I've given this a try, see experimental patch below. It adds a x86_64/aesni/aes128-encrypt.asm, with a 2-way loop. It gives a very modest speedup, 5%, when I benchmark on my laptop (which is now a pretty fast machine, AMD Ryzen 5). I've also added a cbc-aes128-encrypt.asm. That gives more significant speedup, almost 60%. I think main reason for the speedup is that we avoid reloading subkeys between blocks.
If we want to go this way, I wonder how to do it without an explosion of files and functions. For s390x, it seems each function will be very small, but not so for most other archs. There are at least three modes that are similar to cbc encrypt in that they have to process blocks sequentially, with no parallelism: CBC encrypt, CMAC, and XTS (there may be more). It's not so nice if we need (modes × ciphers) number of assembly files, with lots of duplication.

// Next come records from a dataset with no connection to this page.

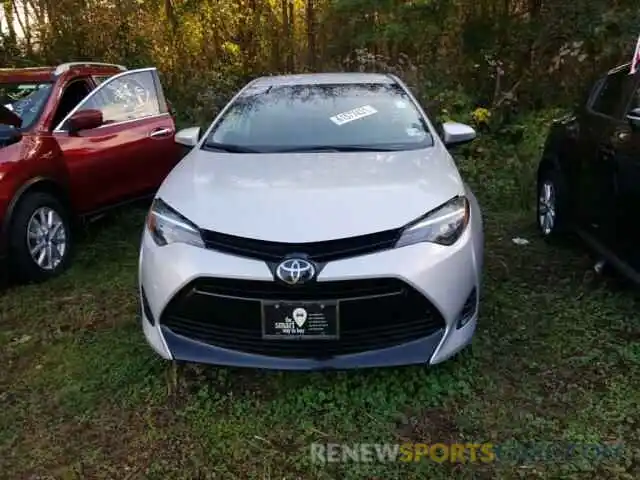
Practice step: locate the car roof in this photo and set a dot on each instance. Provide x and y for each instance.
(50, 74)
(322, 79)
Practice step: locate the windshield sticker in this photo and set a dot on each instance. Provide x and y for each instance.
(415, 132)
(355, 114)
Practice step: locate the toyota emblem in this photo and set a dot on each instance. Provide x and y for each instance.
(295, 271)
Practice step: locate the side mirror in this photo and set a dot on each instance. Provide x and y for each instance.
(188, 137)
(9, 135)
(633, 117)
(85, 120)
(457, 133)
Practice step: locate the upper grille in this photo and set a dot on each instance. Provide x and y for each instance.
(324, 251)
(374, 314)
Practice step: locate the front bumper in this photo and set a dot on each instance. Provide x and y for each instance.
(445, 278)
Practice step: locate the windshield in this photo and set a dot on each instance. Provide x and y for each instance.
(345, 117)
(26, 100)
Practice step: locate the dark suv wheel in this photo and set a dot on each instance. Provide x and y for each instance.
(40, 240)
(551, 207)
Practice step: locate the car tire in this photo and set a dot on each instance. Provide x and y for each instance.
(52, 244)
(552, 205)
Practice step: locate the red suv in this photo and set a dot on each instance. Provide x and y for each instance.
(75, 140)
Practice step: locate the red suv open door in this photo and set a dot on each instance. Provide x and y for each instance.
(118, 143)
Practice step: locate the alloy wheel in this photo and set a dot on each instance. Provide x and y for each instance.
(547, 207)
(46, 238)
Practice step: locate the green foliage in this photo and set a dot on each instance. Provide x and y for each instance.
(509, 56)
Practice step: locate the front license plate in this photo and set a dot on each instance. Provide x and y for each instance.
(300, 320)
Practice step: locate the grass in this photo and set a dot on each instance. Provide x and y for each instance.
(556, 359)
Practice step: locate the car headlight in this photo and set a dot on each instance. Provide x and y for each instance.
(443, 226)
(168, 226)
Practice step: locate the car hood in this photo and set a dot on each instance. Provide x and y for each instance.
(305, 197)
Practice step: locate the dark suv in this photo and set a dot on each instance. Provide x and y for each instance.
(589, 175)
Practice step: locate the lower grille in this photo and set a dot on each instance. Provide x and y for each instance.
(374, 314)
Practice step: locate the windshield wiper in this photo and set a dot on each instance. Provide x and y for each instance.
(337, 148)
(229, 147)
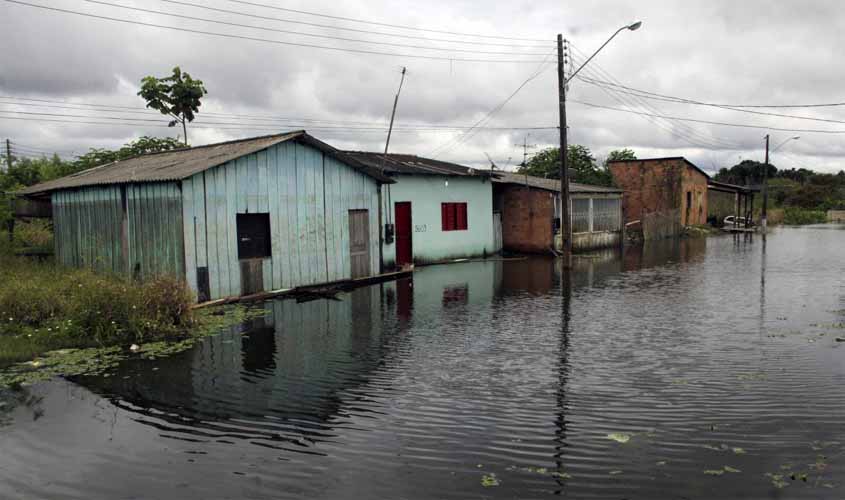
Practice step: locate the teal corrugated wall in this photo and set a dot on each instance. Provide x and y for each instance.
(121, 228)
(307, 195)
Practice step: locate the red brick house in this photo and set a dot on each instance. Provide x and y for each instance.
(529, 211)
(673, 189)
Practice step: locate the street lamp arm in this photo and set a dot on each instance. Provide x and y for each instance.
(596, 52)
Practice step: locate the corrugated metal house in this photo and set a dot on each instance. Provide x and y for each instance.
(530, 214)
(233, 218)
(439, 210)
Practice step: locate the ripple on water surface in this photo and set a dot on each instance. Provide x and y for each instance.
(693, 369)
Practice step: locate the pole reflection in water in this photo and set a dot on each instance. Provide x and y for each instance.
(626, 376)
(563, 376)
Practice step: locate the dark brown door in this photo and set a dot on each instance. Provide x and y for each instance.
(404, 242)
(359, 243)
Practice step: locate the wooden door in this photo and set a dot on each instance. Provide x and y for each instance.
(404, 242)
(359, 243)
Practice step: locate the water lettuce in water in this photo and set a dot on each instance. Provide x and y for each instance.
(619, 438)
(488, 480)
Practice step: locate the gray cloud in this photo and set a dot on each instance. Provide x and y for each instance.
(718, 51)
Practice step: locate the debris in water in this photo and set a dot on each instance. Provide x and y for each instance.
(619, 438)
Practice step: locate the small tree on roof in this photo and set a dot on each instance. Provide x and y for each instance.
(177, 96)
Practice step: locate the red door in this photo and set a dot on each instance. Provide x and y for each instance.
(404, 252)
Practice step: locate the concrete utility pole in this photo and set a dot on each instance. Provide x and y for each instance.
(8, 155)
(765, 189)
(565, 219)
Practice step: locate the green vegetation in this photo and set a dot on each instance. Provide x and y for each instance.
(28, 171)
(581, 162)
(44, 307)
(803, 195)
(177, 96)
(798, 216)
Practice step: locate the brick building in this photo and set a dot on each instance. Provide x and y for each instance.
(673, 190)
(529, 209)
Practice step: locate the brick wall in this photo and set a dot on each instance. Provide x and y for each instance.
(649, 186)
(526, 219)
(693, 197)
(661, 186)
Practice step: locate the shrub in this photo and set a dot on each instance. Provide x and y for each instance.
(43, 305)
(800, 216)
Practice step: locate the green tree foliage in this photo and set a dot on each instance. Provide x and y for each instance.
(580, 160)
(798, 188)
(28, 171)
(177, 96)
(620, 154)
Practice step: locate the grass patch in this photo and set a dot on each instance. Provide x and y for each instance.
(45, 307)
(799, 216)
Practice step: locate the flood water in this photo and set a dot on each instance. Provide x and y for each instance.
(715, 359)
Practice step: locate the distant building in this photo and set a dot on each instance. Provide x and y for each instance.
(529, 209)
(438, 210)
(233, 218)
(664, 194)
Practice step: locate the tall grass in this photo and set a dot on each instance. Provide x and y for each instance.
(800, 216)
(44, 306)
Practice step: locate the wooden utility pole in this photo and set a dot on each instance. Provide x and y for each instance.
(765, 188)
(565, 220)
(8, 155)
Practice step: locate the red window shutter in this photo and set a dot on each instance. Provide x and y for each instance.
(462, 216)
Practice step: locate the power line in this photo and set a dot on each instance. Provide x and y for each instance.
(236, 126)
(465, 136)
(646, 95)
(374, 23)
(329, 37)
(725, 124)
(266, 40)
(693, 101)
(679, 130)
(343, 28)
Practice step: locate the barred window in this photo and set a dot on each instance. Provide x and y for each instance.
(580, 215)
(607, 215)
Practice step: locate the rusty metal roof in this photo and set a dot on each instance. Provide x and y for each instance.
(412, 164)
(641, 161)
(551, 184)
(182, 163)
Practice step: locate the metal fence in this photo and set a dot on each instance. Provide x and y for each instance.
(596, 214)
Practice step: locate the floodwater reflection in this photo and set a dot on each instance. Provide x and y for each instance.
(694, 355)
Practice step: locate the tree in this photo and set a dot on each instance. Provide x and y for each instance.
(144, 145)
(582, 166)
(620, 154)
(177, 96)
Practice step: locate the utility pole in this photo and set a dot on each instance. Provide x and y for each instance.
(565, 221)
(392, 116)
(765, 188)
(8, 155)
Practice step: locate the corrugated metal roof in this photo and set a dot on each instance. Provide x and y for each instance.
(412, 164)
(551, 184)
(182, 163)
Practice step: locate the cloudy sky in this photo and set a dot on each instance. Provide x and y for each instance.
(68, 82)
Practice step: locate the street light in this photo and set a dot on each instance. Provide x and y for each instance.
(565, 219)
(766, 180)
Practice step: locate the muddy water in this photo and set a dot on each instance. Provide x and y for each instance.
(699, 369)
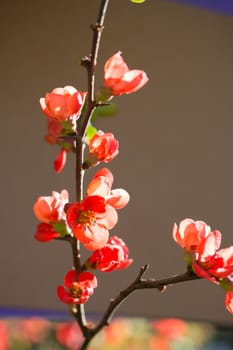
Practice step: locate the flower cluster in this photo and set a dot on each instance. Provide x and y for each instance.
(204, 256)
(89, 220)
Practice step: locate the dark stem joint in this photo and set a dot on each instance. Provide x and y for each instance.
(97, 27)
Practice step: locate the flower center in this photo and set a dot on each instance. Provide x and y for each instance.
(85, 217)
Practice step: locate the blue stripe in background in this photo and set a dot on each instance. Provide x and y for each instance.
(221, 6)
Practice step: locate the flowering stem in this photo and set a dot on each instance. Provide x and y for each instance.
(137, 284)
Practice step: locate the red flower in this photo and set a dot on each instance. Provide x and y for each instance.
(77, 289)
(219, 265)
(63, 103)
(113, 256)
(103, 146)
(51, 208)
(229, 301)
(45, 233)
(90, 221)
(4, 336)
(196, 238)
(101, 185)
(119, 79)
(70, 335)
(60, 161)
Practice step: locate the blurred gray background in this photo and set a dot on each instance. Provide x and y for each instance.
(175, 144)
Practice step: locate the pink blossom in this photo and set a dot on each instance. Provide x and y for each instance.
(77, 289)
(119, 79)
(103, 146)
(63, 103)
(197, 238)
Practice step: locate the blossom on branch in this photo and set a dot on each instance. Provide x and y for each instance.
(103, 146)
(49, 209)
(119, 79)
(113, 256)
(77, 289)
(90, 221)
(197, 238)
(63, 103)
(45, 233)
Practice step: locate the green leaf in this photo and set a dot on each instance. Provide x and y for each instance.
(91, 131)
(138, 1)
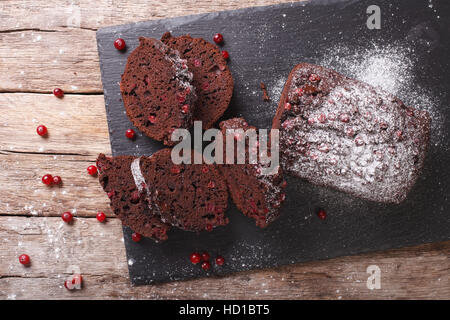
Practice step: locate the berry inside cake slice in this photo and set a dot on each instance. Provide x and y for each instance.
(157, 90)
(345, 134)
(192, 197)
(212, 77)
(257, 194)
(130, 197)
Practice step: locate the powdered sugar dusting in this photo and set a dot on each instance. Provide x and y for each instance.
(391, 68)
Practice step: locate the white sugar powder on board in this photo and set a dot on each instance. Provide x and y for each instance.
(391, 68)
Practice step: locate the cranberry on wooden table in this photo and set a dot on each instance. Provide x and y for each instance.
(47, 179)
(218, 38)
(24, 259)
(92, 170)
(59, 93)
(101, 217)
(119, 44)
(67, 217)
(41, 130)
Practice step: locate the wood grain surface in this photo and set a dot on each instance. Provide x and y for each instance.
(42, 48)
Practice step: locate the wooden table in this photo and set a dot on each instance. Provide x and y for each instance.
(48, 44)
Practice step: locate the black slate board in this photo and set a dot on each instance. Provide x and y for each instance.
(264, 44)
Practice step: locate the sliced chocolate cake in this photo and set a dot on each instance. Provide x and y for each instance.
(192, 197)
(345, 134)
(257, 194)
(157, 90)
(212, 77)
(131, 198)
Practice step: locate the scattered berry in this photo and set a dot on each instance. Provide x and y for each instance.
(57, 180)
(220, 260)
(225, 54)
(67, 217)
(130, 134)
(24, 259)
(136, 237)
(206, 265)
(58, 93)
(41, 130)
(92, 170)
(195, 258)
(101, 216)
(218, 38)
(322, 214)
(47, 179)
(205, 256)
(119, 44)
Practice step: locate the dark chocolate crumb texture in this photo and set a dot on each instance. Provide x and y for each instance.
(257, 195)
(150, 194)
(345, 134)
(157, 90)
(212, 77)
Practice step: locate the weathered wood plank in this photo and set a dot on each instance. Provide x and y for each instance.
(76, 124)
(57, 48)
(97, 249)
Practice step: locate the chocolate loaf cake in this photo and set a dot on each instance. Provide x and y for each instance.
(342, 133)
(131, 198)
(192, 197)
(257, 195)
(157, 91)
(212, 77)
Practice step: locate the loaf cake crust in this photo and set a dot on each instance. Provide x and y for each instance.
(257, 195)
(345, 134)
(157, 90)
(212, 77)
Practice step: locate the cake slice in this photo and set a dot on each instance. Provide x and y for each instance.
(192, 197)
(346, 134)
(130, 197)
(212, 77)
(157, 90)
(256, 194)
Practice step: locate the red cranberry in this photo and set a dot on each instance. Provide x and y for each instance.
(220, 260)
(205, 256)
(185, 108)
(58, 93)
(101, 216)
(111, 194)
(152, 119)
(136, 237)
(225, 54)
(67, 217)
(322, 214)
(41, 130)
(92, 170)
(57, 180)
(175, 170)
(130, 134)
(47, 179)
(119, 44)
(322, 118)
(218, 38)
(314, 77)
(195, 257)
(206, 265)
(24, 259)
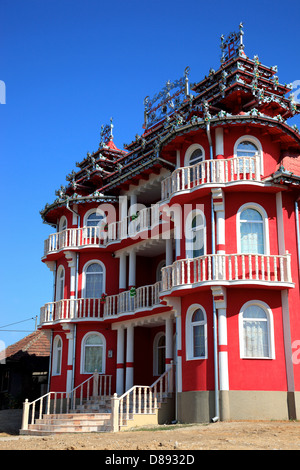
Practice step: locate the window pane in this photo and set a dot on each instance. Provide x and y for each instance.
(94, 219)
(254, 311)
(256, 341)
(94, 340)
(197, 316)
(93, 359)
(198, 341)
(196, 157)
(247, 147)
(251, 214)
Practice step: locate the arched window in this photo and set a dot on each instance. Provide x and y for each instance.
(160, 265)
(92, 222)
(93, 280)
(256, 331)
(57, 355)
(63, 224)
(60, 283)
(159, 354)
(248, 146)
(93, 353)
(194, 154)
(196, 333)
(252, 230)
(195, 234)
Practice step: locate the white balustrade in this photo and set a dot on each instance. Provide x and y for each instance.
(130, 226)
(126, 302)
(210, 172)
(223, 268)
(99, 385)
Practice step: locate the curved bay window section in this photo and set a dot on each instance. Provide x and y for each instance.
(195, 234)
(196, 333)
(92, 226)
(94, 280)
(256, 332)
(249, 156)
(93, 353)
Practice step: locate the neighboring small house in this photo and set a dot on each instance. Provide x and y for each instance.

I can think of a core function for AES-CBC mode cbc_aes_encrypt that supplies cbc_aes128_encrypt, cbc_aes192_encrypt, and cbc_aes256_encrypt function, now we can optimize cbc_aes_encrypt in assembly while taking care of rounds parameter during implementing. I still prefer duplicating files and functions for AES modes with different rounds rather than going with this approach as I can't think of any other solution.